🔐 How to Use Deploy Keys with GitHub for Secure Automation

Whether you're building a CI/CD pipeline, automating deployments, or giving a remote server access to a private repository, Deploy Keys offer a secure, streamlined solution. Instead of sharing personal credentials or access tokens, you can assign a unique SSH key to a specific repository — and GitHub will only allow that key to interact with that one repo.

Let’s walk through how to set it up and why you might want to.

🧠 What is a Deploy Key?

A Deploy Key is an SSH key (public/private key pair) that gives access to a single GitHub repository. It’s not tied to a GitHub user — just the repository.

This makes deploy keys perfect for:

Read-only access from build servers or scripts
Secure write access for auto-deployment
Isolated access that can’t affect other projects

🛠️ Step 1: Generate an SSH Key Pair

Start by creating a new SSH key pair. It’s best to use a new key just for this purpose:

ssh-keygen -t ed25519 -C "deploy-key" -f deploy_key

-f deploy_key saves the private key as deploy_key and the public key as deploy_key.pub
When prompted for a passphrase, leave it empty (for automation)

Make sure you keep the private key safe and secure — this is the key that will be used by your deployment environment or server.

📤 Step 2: Add the Public Key to GitHub

Go to your GitHub repository
Navigate to Settings → Deploy Keys
Click “Add deploy key”
Give it a name (e.g., CI/CD Server, Deployment Key)
Paste the contents of your deploy_key.pub file
✅ Check “Allow write access” if the key needs to push code (otherwise leave it unchecked for read-only)

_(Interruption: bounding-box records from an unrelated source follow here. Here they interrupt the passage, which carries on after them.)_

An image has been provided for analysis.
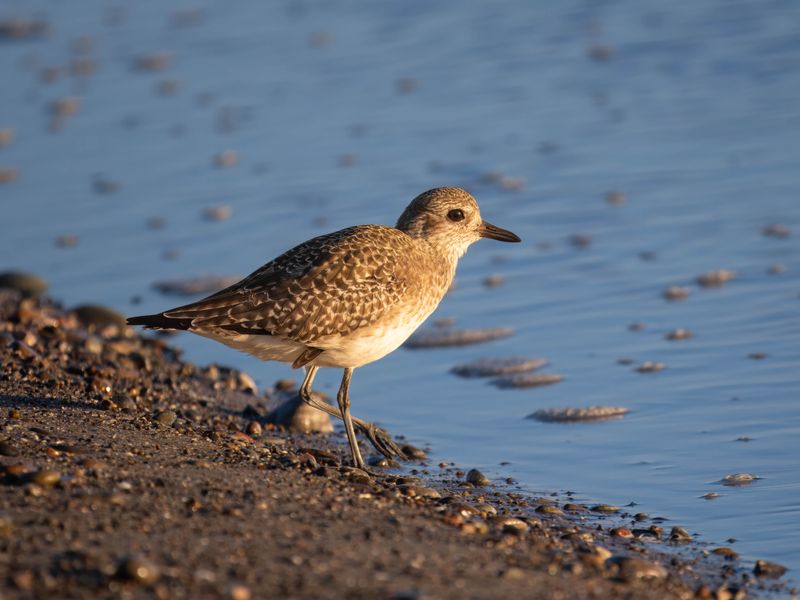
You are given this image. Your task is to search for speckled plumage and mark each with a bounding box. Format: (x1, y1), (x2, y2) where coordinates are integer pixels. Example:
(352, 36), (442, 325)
(129, 188), (519, 464)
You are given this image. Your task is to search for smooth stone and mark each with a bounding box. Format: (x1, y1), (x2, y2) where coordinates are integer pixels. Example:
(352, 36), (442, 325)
(467, 469), (491, 487)
(0, 271), (47, 297)
(267, 392), (333, 433)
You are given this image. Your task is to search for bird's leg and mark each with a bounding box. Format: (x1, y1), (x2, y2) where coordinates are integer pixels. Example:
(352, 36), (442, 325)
(300, 366), (405, 459)
(336, 367), (366, 469)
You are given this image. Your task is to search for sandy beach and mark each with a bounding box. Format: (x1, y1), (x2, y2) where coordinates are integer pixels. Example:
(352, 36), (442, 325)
(0, 290), (787, 600)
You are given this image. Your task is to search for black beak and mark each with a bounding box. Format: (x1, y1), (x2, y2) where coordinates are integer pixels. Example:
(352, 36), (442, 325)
(478, 221), (522, 242)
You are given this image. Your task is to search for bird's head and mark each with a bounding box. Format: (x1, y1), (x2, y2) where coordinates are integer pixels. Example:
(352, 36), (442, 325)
(397, 188), (520, 258)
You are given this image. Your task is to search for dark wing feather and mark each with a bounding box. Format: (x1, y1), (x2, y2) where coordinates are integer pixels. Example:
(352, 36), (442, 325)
(163, 225), (414, 344)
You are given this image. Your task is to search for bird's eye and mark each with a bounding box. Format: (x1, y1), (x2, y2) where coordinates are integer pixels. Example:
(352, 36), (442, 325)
(447, 208), (464, 221)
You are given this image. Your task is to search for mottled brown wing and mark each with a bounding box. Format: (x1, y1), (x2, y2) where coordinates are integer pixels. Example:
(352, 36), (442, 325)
(164, 225), (412, 345)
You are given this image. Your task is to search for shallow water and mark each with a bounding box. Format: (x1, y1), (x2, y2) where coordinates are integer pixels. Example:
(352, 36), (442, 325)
(0, 0), (800, 573)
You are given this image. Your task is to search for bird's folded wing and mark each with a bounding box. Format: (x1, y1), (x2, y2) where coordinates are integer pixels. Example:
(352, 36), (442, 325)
(164, 227), (409, 344)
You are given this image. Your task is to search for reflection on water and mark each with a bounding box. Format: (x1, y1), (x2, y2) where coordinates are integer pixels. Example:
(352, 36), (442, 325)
(0, 0), (800, 569)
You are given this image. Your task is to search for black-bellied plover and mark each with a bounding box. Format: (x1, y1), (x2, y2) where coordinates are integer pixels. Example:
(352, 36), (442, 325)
(128, 188), (520, 468)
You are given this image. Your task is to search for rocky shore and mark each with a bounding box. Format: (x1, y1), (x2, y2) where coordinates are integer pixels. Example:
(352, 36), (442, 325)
(0, 288), (788, 600)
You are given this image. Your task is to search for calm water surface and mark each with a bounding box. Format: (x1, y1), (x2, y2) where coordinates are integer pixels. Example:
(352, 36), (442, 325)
(0, 0), (800, 573)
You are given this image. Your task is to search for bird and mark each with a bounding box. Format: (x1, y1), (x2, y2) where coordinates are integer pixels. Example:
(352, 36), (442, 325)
(127, 187), (521, 469)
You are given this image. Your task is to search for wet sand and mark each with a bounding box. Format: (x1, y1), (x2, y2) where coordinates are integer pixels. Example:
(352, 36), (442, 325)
(0, 290), (786, 599)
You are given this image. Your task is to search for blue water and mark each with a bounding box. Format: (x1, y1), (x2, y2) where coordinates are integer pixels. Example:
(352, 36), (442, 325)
(0, 0), (800, 573)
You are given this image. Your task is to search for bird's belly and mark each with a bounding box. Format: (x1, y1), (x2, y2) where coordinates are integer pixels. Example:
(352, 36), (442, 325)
(193, 330), (306, 363)
(311, 315), (427, 368)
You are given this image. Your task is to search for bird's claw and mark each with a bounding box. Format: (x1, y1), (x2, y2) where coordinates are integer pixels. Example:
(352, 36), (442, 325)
(356, 423), (406, 459)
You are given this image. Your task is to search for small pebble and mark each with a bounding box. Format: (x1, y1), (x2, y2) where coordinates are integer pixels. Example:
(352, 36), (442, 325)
(592, 504), (621, 513)
(526, 406), (628, 423)
(761, 223), (792, 238)
(31, 469), (61, 487)
(665, 327), (694, 341)
(403, 327), (514, 349)
(669, 527), (692, 542)
(482, 273), (506, 287)
(664, 285), (689, 300)
(56, 233), (79, 248)
(492, 373), (563, 389)
(720, 473), (762, 487)
(0, 271), (47, 297)
(203, 206), (233, 221)
(608, 527), (633, 538)
(767, 263), (786, 275)
(711, 546), (739, 560)
(133, 52), (172, 72)
(0, 127), (14, 146)
(72, 304), (126, 330)
(697, 269), (736, 287)
(450, 357), (547, 377)
(228, 584), (252, 600)
(467, 469), (491, 487)
(153, 275), (241, 296)
(0, 167), (19, 183)
(117, 556), (160, 585)
(606, 556), (667, 582)
(214, 150), (239, 169)
(400, 444), (428, 460)
(569, 233), (592, 248)
(753, 560), (786, 579)
(155, 410), (178, 427)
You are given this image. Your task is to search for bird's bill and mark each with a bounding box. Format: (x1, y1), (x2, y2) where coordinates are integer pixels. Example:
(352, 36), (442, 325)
(478, 221), (522, 242)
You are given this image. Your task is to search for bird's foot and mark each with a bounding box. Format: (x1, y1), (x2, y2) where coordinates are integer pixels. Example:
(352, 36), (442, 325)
(356, 421), (407, 460)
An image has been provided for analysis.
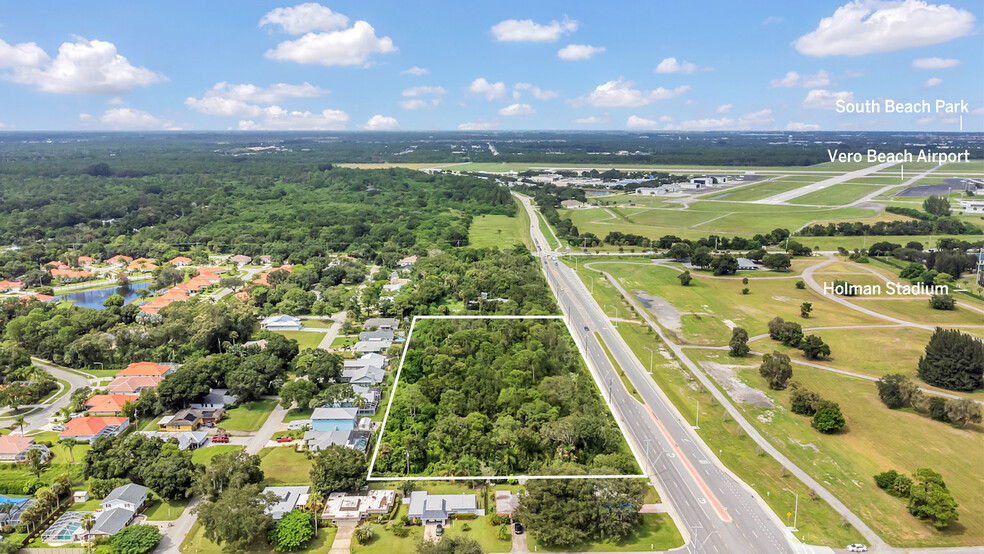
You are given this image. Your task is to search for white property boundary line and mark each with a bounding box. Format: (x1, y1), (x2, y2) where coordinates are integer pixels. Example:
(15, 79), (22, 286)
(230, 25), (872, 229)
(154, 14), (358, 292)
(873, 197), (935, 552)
(366, 315), (649, 481)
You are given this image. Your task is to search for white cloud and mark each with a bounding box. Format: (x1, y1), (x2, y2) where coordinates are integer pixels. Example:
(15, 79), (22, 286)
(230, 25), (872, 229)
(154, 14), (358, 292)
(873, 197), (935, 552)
(260, 2), (348, 35)
(769, 69), (830, 88)
(239, 106), (349, 131)
(793, 0), (974, 57)
(0, 37), (167, 95)
(571, 79), (690, 108)
(557, 44), (605, 61)
(0, 39), (50, 68)
(185, 81), (330, 117)
(458, 119), (499, 131)
(513, 83), (560, 100)
(400, 86), (448, 96)
(468, 77), (506, 101)
(625, 115), (660, 129)
(664, 109), (775, 131)
(79, 108), (181, 131)
(499, 104), (536, 116)
(801, 89), (854, 110)
(783, 121), (820, 131)
(912, 58), (960, 69)
(572, 113), (612, 125)
(491, 17), (578, 42)
(362, 115), (400, 131)
(264, 21), (396, 66)
(653, 58), (700, 73)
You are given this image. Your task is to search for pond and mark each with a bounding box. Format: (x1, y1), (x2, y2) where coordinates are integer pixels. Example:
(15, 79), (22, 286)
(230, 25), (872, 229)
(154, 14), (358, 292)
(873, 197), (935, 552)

Click Add Key, and you're done with the GitHub side.

🔧 Step 3: Use the Private Key for Git Access

On your server, deployment script, or CI environment, make sure the private key is available and used when interacting with Git.

There are a few ways to do this:

🔹 Option A: One-Time Use with Git

GIT_SSH_COMMAND='ssh -i /path/to/deploy_key' git clone git@github.com:your-org/your-repo.git

This command tells Git to use your specific SSH key when cloning.

Note: If you're using Git Bash or a Unix-like shell, use forward slashes in paths.

🔹 Option B: Configure a Host Alias with SSH

Create or edit your SSH config file (~/.ssh/config) like this:

Host github-deploy
    HostName github.com
    User git
    IdentityFile /path/to/deploy_key
    IdentitiesOnly yes

Now you can clone using:

git clone github-deploy:your-org/your-repo.git

This keeps your automation scripts cleaner and reusable.

🔹 Option C: Global Git Config (Alternative)

You can also tell Git to always use the key by setting:

git config --global core.sshCommand "ssh -i /path/to/deploy_key"

This sets the SSH key for all Git commands run in that environment.

🔐 Read-Only vs Write Access

By default, deploy keys are read-only, which is ideal for cloning and fetching code. But if your use case involves pushing code — like automated deployments, GitOps workflows, or update bots — you can enable write access when adding the key.

🔒 Only grant write access when absolutely necessary.

💡 Best Practices

Use a separate deploy key per repository
Never reuse a deploy key across multiple repos
Don’t share deploy keys with people — they’re for systems
For multiple repositories, consider using a machine user with a Personal Access Token instead

✅ Summary

Deploy keys offer a clean, secure way to grant SSH access to a GitHub repo without giving away personal credentials or full user access. Whether you’re setting up continuous deployment, pulling code onto a server, or triggering builds from a CI system — deploy keys are the right tool for the job.

They’re easy to create, scoped to a single repo, and flexible enough for both read and write access. Just generate a key, upload the public part to GitHub, and start automating with confidence.